Anterior cingulate cortex surface area relates to behavioral inhibition in adolescents with and without heavy prenatal alcohol exposure.
- Author(s): Migliorini, Robyn;
- Moore, Eileen M;
- Glass, Leila;
- Infante, M Alejandra;
- Tapert, Susan F;
- Jones, Kenneth Lyons;
- Mattson, Sarah N;
- Riley, Edward P
- et al.
Published Web Locationhttp://www.ncbi.nlm.nih.gov/pubmed/?term=Anterior+cingulate+cortex+surface+area+relates+to+behavioral+inhibition+in+adolescents+with+and+without+heavy+prenatal+alcohol+exposure
Prenatal alcohol exposure is associated with behavioral disinhibition, yet the brain structure correlates of this deficit have not been determined with sufficient detail. We examined the hypothesis that the structure of the anterior cingulate cortex (ACC) relates to inhibition performance in youth with histories of heavy prenatal alcohol exposure (AE, n = 32) and non-exposed controls (CON, n = 21).
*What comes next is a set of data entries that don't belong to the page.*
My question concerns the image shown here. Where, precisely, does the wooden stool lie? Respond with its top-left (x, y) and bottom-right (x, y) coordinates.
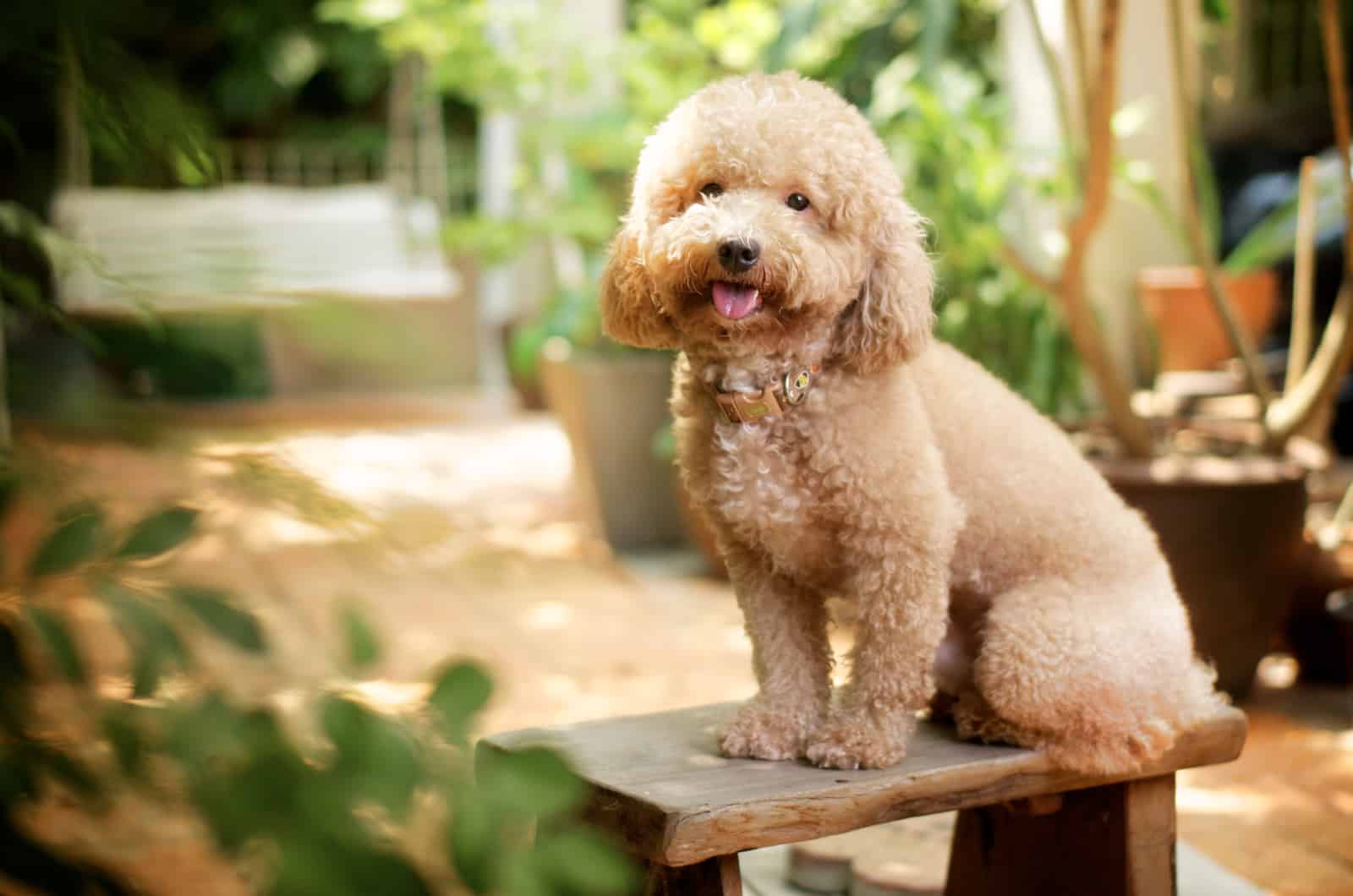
top-left (479, 704), bottom-right (1245, 896)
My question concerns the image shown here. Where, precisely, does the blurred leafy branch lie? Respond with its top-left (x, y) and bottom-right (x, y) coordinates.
top-left (0, 453), bottom-right (636, 896)
top-left (330, 0), bottom-right (1080, 414)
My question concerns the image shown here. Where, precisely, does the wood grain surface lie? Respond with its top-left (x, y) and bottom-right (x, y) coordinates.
top-left (479, 704), bottom-right (1246, 866)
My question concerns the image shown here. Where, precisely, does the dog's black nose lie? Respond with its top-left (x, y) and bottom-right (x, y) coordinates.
top-left (719, 239), bottom-right (760, 273)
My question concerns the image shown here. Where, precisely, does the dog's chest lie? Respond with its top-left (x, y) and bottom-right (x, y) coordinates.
top-left (705, 423), bottom-right (832, 570)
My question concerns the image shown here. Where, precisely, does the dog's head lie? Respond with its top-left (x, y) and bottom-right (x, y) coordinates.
top-left (602, 73), bottom-right (932, 372)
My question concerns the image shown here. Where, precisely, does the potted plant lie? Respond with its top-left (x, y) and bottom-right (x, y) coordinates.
top-left (1008, 0), bottom-right (1353, 696)
top-left (1119, 140), bottom-right (1342, 372)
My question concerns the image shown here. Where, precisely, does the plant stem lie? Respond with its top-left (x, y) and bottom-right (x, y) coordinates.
top-left (1169, 0), bottom-right (1274, 414)
top-left (1057, 0), bottom-right (1152, 457)
top-left (1263, 0), bottom-right (1353, 445)
top-left (1284, 156), bottom-right (1317, 390)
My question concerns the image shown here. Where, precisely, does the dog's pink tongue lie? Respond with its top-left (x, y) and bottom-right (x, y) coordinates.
top-left (715, 280), bottom-right (760, 320)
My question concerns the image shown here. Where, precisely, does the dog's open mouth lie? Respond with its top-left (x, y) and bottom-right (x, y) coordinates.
top-left (710, 280), bottom-right (760, 320)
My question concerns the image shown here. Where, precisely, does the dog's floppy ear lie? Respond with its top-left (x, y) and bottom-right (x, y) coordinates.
top-left (600, 225), bottom-right (676, 348)
top-left (832, 198), bottom-right (935, 374)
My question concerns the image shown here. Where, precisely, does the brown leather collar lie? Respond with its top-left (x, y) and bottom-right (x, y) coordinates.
top-left (713, 364), bottom-right (823, 423)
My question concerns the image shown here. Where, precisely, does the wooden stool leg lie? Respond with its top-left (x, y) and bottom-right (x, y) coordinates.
top-left (945, 774), bottom-right (1175, 896)
top-left (644, 855), bottom-right (742, 896)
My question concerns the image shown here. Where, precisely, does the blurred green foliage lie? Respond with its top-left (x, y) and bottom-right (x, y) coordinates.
top-left (320, 0), bottom-right (1080, 414)
top-left (0, 460), bottom-right (638, 896)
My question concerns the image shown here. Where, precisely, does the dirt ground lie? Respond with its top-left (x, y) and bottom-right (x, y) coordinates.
top-left (10, 416), bottom-right (1353, 896)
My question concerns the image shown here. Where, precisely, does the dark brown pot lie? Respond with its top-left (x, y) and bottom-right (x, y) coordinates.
top-left (1098, 457), bottom-right (1311, 698)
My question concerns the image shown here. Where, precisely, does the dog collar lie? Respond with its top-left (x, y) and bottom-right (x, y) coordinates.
top-left (715, 364), bottom-right (823, 423)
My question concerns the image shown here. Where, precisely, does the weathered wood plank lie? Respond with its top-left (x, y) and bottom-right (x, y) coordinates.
top-left (480, 704), bottom-right (1245, 866)
top-left (945, 774), bottom-right (1175, 896)
top-left (644, 855), bottom-right (742, 896)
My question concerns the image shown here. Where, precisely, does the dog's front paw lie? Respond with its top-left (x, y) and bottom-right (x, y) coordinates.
top-left (807, 711), bottom-right (916, 768)
top-left (719, 700), bottom-right (812, 759)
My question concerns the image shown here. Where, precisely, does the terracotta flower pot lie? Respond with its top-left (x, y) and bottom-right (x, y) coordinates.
top-left (1096, 457), bottom-right (1312, 698)
top-left (1137, 266), bottom-right (1277, 371)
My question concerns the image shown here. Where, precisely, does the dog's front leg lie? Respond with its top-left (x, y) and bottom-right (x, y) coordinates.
top-left (807, 541), bottom-right (951, 768)
top-left (719, 551), bottom-right (832, 759)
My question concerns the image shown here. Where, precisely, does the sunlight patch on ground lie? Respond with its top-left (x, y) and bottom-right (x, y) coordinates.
top-left (523, 601), bottom-right (573, 632)
top-left (1175, 784), bottom-right (1274, 817)
top-left (240, 418), bottom-right (572, 507)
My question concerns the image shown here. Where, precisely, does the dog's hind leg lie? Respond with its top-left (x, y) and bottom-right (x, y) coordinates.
top-left (972, 572), bottom-right (1220, 774)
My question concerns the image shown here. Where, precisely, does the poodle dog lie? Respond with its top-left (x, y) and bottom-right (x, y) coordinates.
top-left (600, 73), bottom-right (1222, 774)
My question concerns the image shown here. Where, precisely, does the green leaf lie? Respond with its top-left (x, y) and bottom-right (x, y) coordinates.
top-left (93, 578), bottom-right (192, 697)
top-left (476, 747), bottom-right (587, 817)
top-left (536, 828), bottom-right (640, 896)
top-left (320, 696), bottom-right (422, 817)
top-left (342, 605), bottom-right (381, 671)
top-left (1222, 158), bottom-right (1344, 275)
top-left (266, 833), bottom-right (431, 896)
top-left (29, 505), bottom-right (103, 578)
top-left (25, 604), bottom-right (88, 685)
top-left (169, 585), bottom-right (268, 653)
top-left (32, 747), bottom-right (103, 800)
top-left (428, 662), bottom-right (494, 741)
top-left (446, 789), bottom-right (501, 893)
top-left (1202, 0), bottom-right (1231, 25)
top-left (103, 704), bottom-right (146, 779)
top-left (117, 505), bottom-right (198, 560)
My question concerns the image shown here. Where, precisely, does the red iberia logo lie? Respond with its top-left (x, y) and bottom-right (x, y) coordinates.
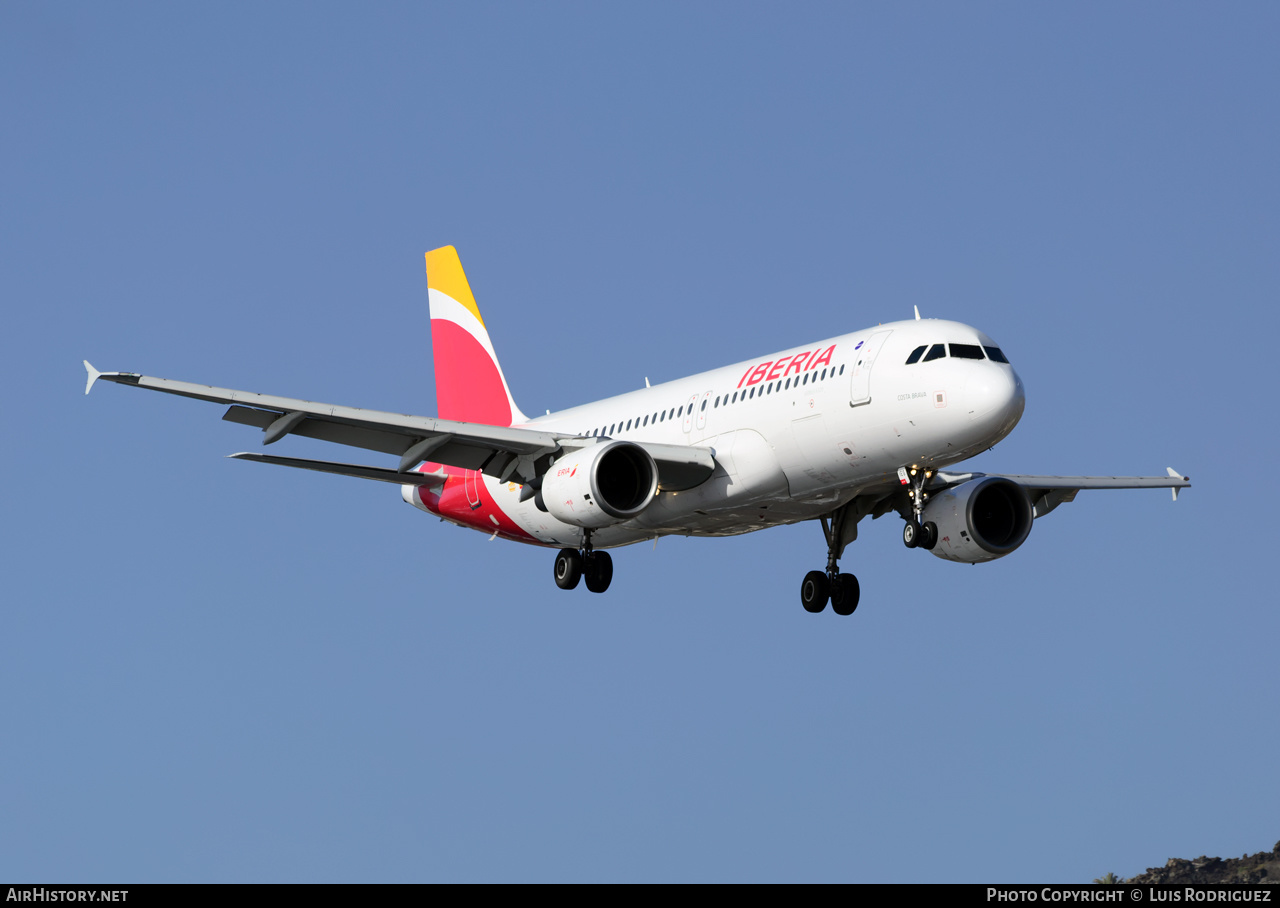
top-left (737, 345), bottom-right (836, 388)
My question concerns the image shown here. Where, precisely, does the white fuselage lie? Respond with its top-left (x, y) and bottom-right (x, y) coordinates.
top-left (404, 319), bottom-right (1024, 548)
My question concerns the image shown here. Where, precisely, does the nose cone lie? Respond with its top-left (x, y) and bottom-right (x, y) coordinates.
top-left (964, 362), bottom-right (1027, 437)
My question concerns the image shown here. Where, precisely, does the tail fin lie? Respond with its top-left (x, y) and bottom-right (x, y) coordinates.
top-left (426, 246), bottom-right (529, 425)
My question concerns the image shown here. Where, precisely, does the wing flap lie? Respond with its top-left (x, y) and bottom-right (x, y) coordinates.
top-left (227, 452), bottom-right (444, 485)
top-left (929, 467), bottom-right (1192, 517)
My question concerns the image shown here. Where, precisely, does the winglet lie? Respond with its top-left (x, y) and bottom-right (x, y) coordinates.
top-left (84, 360), bottom-right (102, 394)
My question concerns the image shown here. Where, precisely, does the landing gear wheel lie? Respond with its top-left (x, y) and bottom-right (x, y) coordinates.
top-left (800, 571), bottom-right (831, 615)
top-left (556, 548), bottom-right (586, 589)
top-left (582, 552), bottom-right (613, 593)
top-left (831, 574), bottom-right (861, 615)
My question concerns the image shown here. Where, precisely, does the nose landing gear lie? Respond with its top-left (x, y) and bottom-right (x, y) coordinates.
top-left (554, 530), bottom-right (613, 593)
top-left (800, 506), bottom-right (861, 615)
top-left (897, 466), bottom-right (938, 551)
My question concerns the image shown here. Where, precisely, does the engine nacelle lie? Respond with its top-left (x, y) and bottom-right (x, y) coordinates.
top-left (540, 442), bottom-right (658, 529)
top-left (923, 476), bottom-right (1034, 565)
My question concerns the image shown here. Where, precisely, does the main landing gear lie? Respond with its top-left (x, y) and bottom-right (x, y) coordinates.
top-left (800, 507), bottom-right (861, 615)
top-left (899, 466), bottom-right (938, 549)
top-left (556, 530), bottom-right (613, 593)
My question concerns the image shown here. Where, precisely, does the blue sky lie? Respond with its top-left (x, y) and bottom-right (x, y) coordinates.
top-left (0, 3), bottom-right (1280, 881)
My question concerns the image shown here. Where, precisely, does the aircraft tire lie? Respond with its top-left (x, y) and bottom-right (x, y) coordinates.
top-left (831, 574), bottom-right (861, 615)
top-left (582, 552), bottom-right (613, 593)
top-left (556, 548), bottom-right (582, 589)
top-left (800, 571), bottom-right (831, 615)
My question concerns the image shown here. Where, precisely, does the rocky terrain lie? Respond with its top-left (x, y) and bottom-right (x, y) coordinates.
top-left (1117, 841), bottom-right (1280, 886)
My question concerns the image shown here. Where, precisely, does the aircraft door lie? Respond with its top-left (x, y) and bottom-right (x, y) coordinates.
top-left (698, 391), bottom-right (712, 432)
top-left (849, 330), bottom-right (893, 407)
top-left (462, 470), bottom-right (484, 511)
top-left (680, 394), bottom-right (698, 434)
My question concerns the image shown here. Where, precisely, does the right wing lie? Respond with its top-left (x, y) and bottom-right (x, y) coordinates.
top-left (929, 466), bottom-right (1192, 517)
top-left (84, 360), bottom-right (716, 492)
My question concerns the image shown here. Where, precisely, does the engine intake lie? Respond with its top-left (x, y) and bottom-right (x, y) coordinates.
top-left (923, 476), bottom-right (1034, 565)
top-left (541, 442), bottom-right (658, 529)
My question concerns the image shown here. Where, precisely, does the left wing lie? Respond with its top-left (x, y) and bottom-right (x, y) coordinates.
top-left (928, 466), bottom-right (1192, 517)
top-left (84, 360), bottom-right (716, 492)
top-left (84, 360), bottom-right (716, 492)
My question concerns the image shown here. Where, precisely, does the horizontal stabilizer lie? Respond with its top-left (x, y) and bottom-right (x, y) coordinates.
top-left (227, 452), bottom-right (444, 485)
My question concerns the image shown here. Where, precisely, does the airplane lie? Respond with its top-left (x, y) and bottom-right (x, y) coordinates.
top-left (84, 246), bottom-right (1190, 615)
Adolescents (12-17 years) underwent structural magnetic resonance imaging yielding measures of gray matter volume, surface area, and thickness across four ACC subregions. A subset of subjects were administered the NEPSY-II Inhibition subtest. MANCOVA was utilized to test for group differences in ACC and inhibition performance and multiple linear regression was used to probe ACC-inhibition relationships. ACC surface area was significantly smaller in AE, though this effect was primarily driven by reduced right caudal ACC (rcACC). AE also performed significantly worse on inhibition speed but not on inhibition accuracy. Regression analyses with the rcACC revealed a significant group × ACC interaction. A smaller rcACC surface area was associated with slower inhibition completion time for AE but was not significantly associated with inhibition in CON. After accounting for processing speed, smaller rcACC surface area was associated with worse (i.e., slower) inhibition regardless of group. Examining processing speed independently, a decrease in rcACC surface area was associated with faster processing speed for CON but not significantly associated with processing speed in AE. Results support the theory that caudal ACC may monitor reaction time in addition to inhibition and highlight the possibility of delayed ACC neurodevelopment in prenatal alcohol exposure.